After decamping from the US on his 220ft yacht, he settled in the Cayman Islands, where he is a powerful real estate developer. Dart Management, along with another vulture fund Elliott Associates, is likely to have picked up Greek debt at a fraction of its value in the hope of being able to force the country into paying some or all of what it owes. The two firms are still suing Argentina in the US courts to demand full payment of bonds on which that government defaulted in 2002. Mr Dart first came to international attention in this sphere by pocketing an estimated $600m from putting pressure on the Brazilian government after its default in 1993.
Yesterday, the company refused to comment on what it called market rumours. The Greek government, meanwhile, said Tuesday's payments did not set a precedent that meant it would divert any more of its precious bailout cash to the vulture funds in future.
The threat of a legal battle that could tie up funds earmarked for Greece from European bailout coffers adds another concern to that stoked by news that more than €1bn has been withdrawn from Greek banks in two days by savers fearing financial chaos if the country returns to the drachma.
These worrying figures were not reflected in the streets of Athens, however. On Syntagma Square, no long queues had formed at cash machines.
"We can't all start panicking and running to the bank. The country will collapse if we do that, "said Marika Tilanogiannis, a mechanical engineer. "What little I have left, I leave for Greece."

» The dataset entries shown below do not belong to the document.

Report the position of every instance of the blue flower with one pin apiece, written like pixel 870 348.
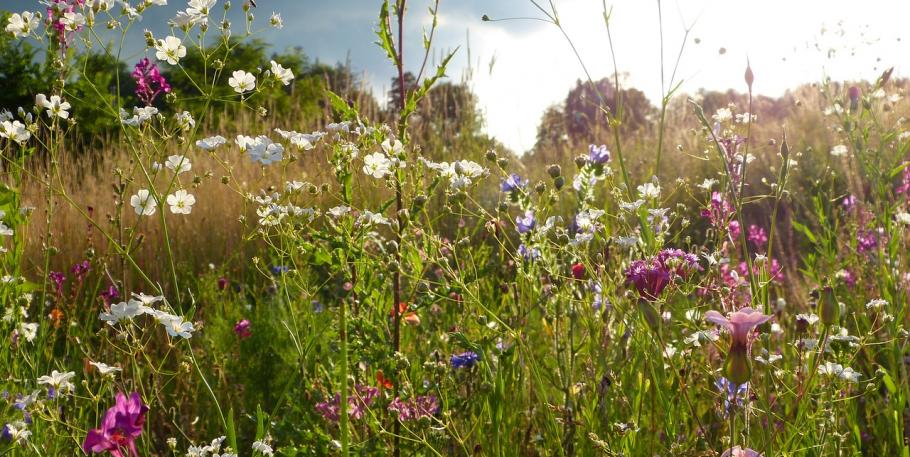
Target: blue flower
pixel 525 224
pixel 598 155
pixel 464 360
pixel 512 182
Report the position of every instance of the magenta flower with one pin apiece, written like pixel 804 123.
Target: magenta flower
pixel 122 425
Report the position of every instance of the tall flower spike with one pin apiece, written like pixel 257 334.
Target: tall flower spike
pixel 738 366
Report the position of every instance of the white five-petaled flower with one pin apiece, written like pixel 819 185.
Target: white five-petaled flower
pixel 144 203
pixel 282 74
pixel 59 381
pixel 839 150
pixel 377 165
pixel 21 25
pixel 181 202
pixel 178 164
pixel 211 142
pixel 242 81
pixel 105 369
pixel 170 50
pixel 55 106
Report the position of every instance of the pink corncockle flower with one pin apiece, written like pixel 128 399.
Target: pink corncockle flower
pixel 738 451
pixel 122 425
pixel 740 324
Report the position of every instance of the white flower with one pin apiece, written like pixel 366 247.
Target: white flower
pixel 181 202
pixel 649 190
pixel 72 21
pixel 282 74
pixel 56 107
pixel 58 381
pixel 123 311
pixel 185 120
pixel 211 142
pixel 21 25
pixel 262 447
pixel 170 49
pixel 28 330
pixel 143 202
pixel 723 115
pixel 178 164
pixel 242 81
pixel 105 369
pixel 391 148
pixel 17 433
pixel 377 165
pixel 275 21
pixel 176 326
pixel 339 211
pixel 839 150
pixel 15 131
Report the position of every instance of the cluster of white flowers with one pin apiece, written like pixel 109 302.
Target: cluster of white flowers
pixel 23 25
pixel 140 115
pixel 196 13
pixel 141 304
pixel 242 81
pixel 460 173
pixel 261 149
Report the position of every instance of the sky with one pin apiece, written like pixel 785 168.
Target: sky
pixel 519 67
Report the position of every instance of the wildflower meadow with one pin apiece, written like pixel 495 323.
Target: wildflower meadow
pixel 210 248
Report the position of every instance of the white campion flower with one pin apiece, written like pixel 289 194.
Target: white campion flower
pixel 282 74
pixel 242 81
pixel 276 21
pixel 377 165
pixel 649 190
pixel 28 330
pixel 55 106
pixel 262 447
pixel 176 326
pixel 105 369
pixel 58 381
pixel 839 150
pixel 123 311
pixel 181 202
pixel 17 432
pixel 15 131
pixel 22 25
pixel 178 164
pixel 144 203
pixel 72 21
pixel 170 49
pixel 211 142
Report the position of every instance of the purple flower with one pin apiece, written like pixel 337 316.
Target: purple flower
pixel 525 224
pixel 512 182
pixel 527 253
pixel 122 425
pixel 415 408
pixel 242 329
pixel 358 402
pixel 464 360
pixel 149 81
pixel 598 155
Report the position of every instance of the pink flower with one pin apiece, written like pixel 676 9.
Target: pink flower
pixel 122 425
pixel 739 324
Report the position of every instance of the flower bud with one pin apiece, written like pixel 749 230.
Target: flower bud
pixel 829 308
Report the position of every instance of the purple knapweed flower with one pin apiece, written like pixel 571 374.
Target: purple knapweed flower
pixel 525 224
pixel 464 360
pixel 149 81
pixel 122 425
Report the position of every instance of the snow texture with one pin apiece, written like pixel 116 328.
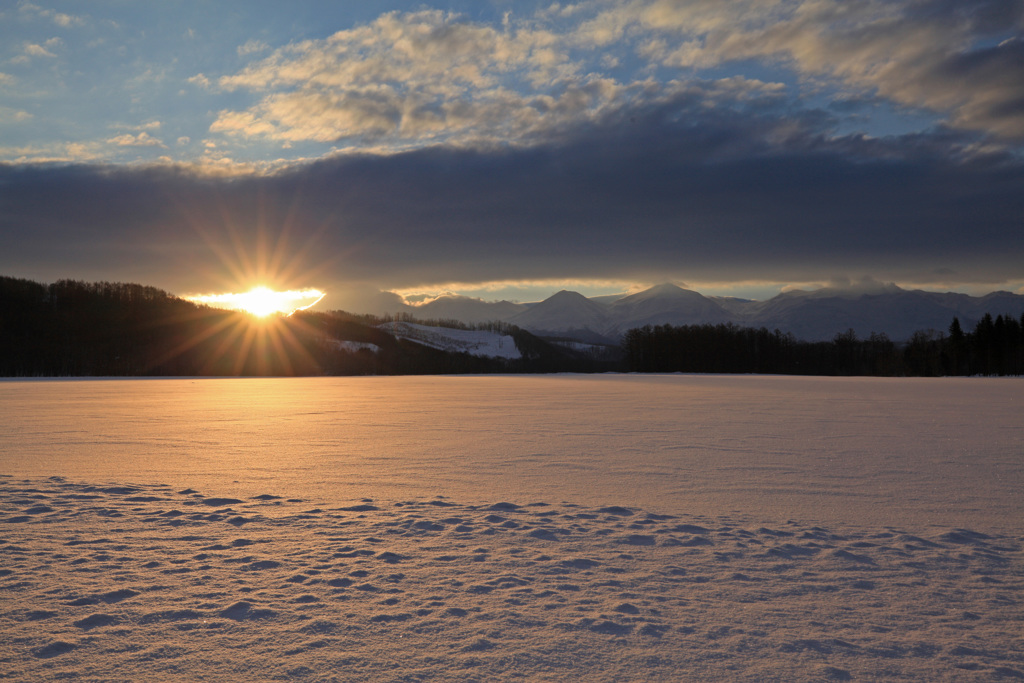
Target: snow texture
pixel 541 528
pixel 146 583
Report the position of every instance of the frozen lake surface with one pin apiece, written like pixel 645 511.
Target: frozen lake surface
pixel 600 528
pixel 873 451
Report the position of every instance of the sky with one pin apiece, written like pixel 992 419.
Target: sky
pixel 508 150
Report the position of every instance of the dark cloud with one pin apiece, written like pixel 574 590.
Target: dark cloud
pixel 676 190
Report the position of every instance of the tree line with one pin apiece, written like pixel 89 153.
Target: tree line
pixel 77 329
pixel 994 347
pixel 72 328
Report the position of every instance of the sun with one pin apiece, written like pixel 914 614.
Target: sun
pixel 262 301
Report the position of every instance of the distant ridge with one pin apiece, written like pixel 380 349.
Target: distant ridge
pixel 809 315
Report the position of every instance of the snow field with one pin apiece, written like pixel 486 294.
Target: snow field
pixel 129 582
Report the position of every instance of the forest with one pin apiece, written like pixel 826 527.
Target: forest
pixel 994 347
pixel 76 329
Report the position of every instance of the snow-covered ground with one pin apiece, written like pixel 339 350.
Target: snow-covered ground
pixel 474 342
pixel 567 527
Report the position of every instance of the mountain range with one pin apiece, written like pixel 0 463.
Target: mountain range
pixel 809 315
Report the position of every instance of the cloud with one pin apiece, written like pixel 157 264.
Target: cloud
pixel 673 189
pixel 927 53
pixel 36 50
pixel 142 139
pixel 252 47
pixel 423 78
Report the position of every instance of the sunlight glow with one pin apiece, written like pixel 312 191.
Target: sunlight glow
pixel 262 301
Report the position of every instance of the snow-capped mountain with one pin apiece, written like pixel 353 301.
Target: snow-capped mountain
pixel 474 342
pixel 664 304
pixel 810 315
pixel 566 313
pixel 467 309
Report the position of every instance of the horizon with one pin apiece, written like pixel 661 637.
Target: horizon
pixel 510 150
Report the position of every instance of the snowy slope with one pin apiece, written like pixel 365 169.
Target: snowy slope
pixel 563 311
pixel 664 304
pixel 474 342
pixel 810 315
pixel 467 309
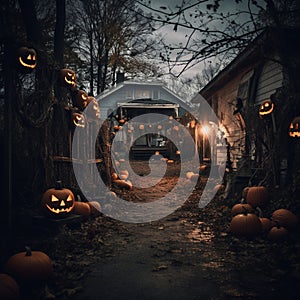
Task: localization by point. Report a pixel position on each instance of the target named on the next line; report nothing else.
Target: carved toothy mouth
(32, 66)
(70, 82)
(60, 210)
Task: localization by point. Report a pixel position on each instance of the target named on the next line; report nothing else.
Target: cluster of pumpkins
(60, 202)
(27, 270)
(246, 222)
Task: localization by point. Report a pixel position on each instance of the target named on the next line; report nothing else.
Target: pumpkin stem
(28, 251)
(58, 185)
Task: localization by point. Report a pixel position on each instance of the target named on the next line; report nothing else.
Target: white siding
(270, 80)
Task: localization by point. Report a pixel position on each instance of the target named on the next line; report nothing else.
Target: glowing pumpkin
(266, 108)
(27, 58)
(80, 100)
(245, 224)
(68, 78)
(294, 129)
(78, 119)
(58, 201)
(92, 109)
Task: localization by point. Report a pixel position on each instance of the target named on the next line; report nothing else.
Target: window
(155, 95)
(142, 94)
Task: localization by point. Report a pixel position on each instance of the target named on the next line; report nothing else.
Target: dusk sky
(181, 35)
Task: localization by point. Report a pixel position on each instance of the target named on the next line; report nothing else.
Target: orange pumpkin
(246, 224)
(29, 267)
(58, 201)
(257, 196)
(9, 289)
(245, 192)
(27, 58)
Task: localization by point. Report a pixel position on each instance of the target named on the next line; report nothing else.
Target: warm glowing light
(205, 129)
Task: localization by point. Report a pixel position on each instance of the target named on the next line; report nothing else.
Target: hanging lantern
(266, 108)
(93, 109)
(294, 129)
(78, 119)
(80, 100)
(68, 78)
(27, 58)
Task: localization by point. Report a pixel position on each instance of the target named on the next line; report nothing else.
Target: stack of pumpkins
(24, 272)
(248, 221)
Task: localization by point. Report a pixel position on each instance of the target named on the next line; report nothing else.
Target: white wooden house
(257, 74)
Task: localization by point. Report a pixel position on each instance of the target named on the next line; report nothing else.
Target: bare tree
(211, 28)
(113, 37)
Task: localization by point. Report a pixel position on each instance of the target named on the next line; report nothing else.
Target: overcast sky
(180, 36)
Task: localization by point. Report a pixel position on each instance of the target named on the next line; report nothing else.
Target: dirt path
(190, 254)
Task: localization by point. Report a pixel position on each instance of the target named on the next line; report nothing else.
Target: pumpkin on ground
(244, 192)
(266, 223)
(9, 289)
(82, 208)
(219, 188)
(278, 233)
(195, 177)
(246, 224)
(240, 208)
(285, 218)
(29, 267)
(58, 201)
(257, 196)
(294, 128)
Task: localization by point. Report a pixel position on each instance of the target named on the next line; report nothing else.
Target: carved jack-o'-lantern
(80, 100)
(93, 109)
(266, 108)
(27, 58)
(78, 119)
(58, 201)
(294, 129)
(68, 78)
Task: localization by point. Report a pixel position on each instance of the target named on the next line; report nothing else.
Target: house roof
(105, 94)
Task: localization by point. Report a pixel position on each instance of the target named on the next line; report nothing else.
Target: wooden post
(7, 171)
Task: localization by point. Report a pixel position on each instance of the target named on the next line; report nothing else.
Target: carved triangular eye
(53, 198)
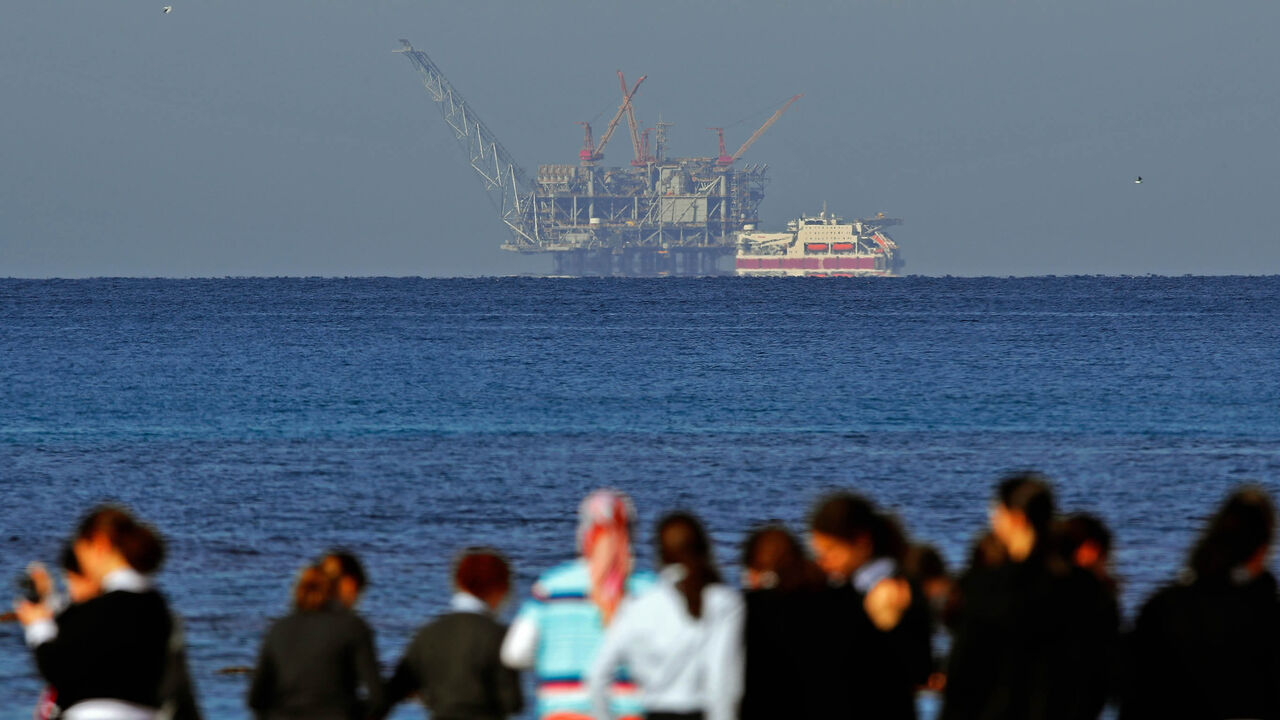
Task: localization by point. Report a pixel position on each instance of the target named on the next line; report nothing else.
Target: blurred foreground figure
(1210, 646)
(681, 639)
(1033, 634)
(347, 574)
(315, 661)
(876, 627)
(1086, 542)
(114, 651)
(560, 628)
(790, 671)
(453, 661)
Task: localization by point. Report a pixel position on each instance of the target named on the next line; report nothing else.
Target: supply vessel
(823, 245)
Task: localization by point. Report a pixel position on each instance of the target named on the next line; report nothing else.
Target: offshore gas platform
(658, 215)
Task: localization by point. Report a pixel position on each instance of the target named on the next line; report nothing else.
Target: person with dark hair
(1033, 637)
(453, 662)
(558, 630)
(682, 639)
(319, 661)
(924, 566)
(348, 575)
(878, 625)
(1084, 541)
(1208, 646)
(108, 655)
(786, 670)
(773, 559)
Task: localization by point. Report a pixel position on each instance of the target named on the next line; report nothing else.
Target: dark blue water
(260, 420)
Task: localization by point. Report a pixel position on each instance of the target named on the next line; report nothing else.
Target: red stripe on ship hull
(807, 263)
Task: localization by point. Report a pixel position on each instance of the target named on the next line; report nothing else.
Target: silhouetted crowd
(845, 623)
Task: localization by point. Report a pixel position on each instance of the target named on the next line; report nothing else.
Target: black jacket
(816, 654)
(312, 664)
(1206, 650)
(1031, 642)
(114, 646)
(453, 662)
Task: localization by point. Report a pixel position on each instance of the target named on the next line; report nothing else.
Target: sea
(259, 422)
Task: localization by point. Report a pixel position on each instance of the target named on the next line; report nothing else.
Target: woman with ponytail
(1206, 645)
(108, 656)
(682, 639)
(558, 630)
(315, 661)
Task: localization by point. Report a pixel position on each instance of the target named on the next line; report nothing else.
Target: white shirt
(467, 602)
(681, 664)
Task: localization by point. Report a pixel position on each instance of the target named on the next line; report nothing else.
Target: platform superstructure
(654, 215)
(823, 245)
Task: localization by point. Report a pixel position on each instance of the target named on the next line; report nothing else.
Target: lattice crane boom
(504, 181)
(767, 124)
(624, 108)
(632, 124)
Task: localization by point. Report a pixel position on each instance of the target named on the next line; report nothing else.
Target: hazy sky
(268, 137)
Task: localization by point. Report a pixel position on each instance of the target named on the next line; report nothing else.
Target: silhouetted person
(315, 661)
(787, 673)
(453, 662)
(108, 656)
(681, 639)
(1033, 636)
(348, 577)
(1208, 646)
(880, 633)
(924, 566)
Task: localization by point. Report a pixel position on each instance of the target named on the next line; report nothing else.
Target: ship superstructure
(657, 215)
(821, 246)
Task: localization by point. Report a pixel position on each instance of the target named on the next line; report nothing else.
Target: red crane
(590, 154)
(768, 123)
(723, 159)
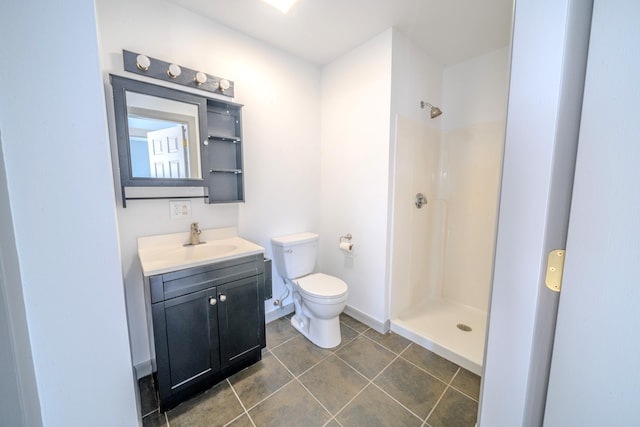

Marika's brother didn't share her optimism – Giorgos had moved his savings to a bank abroad. But Marika's reasoning was echoed by experts who cautioned that politicians' pessimistic statements about the country's finances risked turning into a self-fulfilling prophecy.
"This entire situation has got my family extraordinarily worried about our savings, in case we return to the drachma," said Yannis Paleologos, a 40-year-old pharmacist. "We have a considerable amount of money and we're scared to lose it." Mr Paleologos was about to go to a bank to discuss how to preserve his deposits in case of an exit from the single currency union.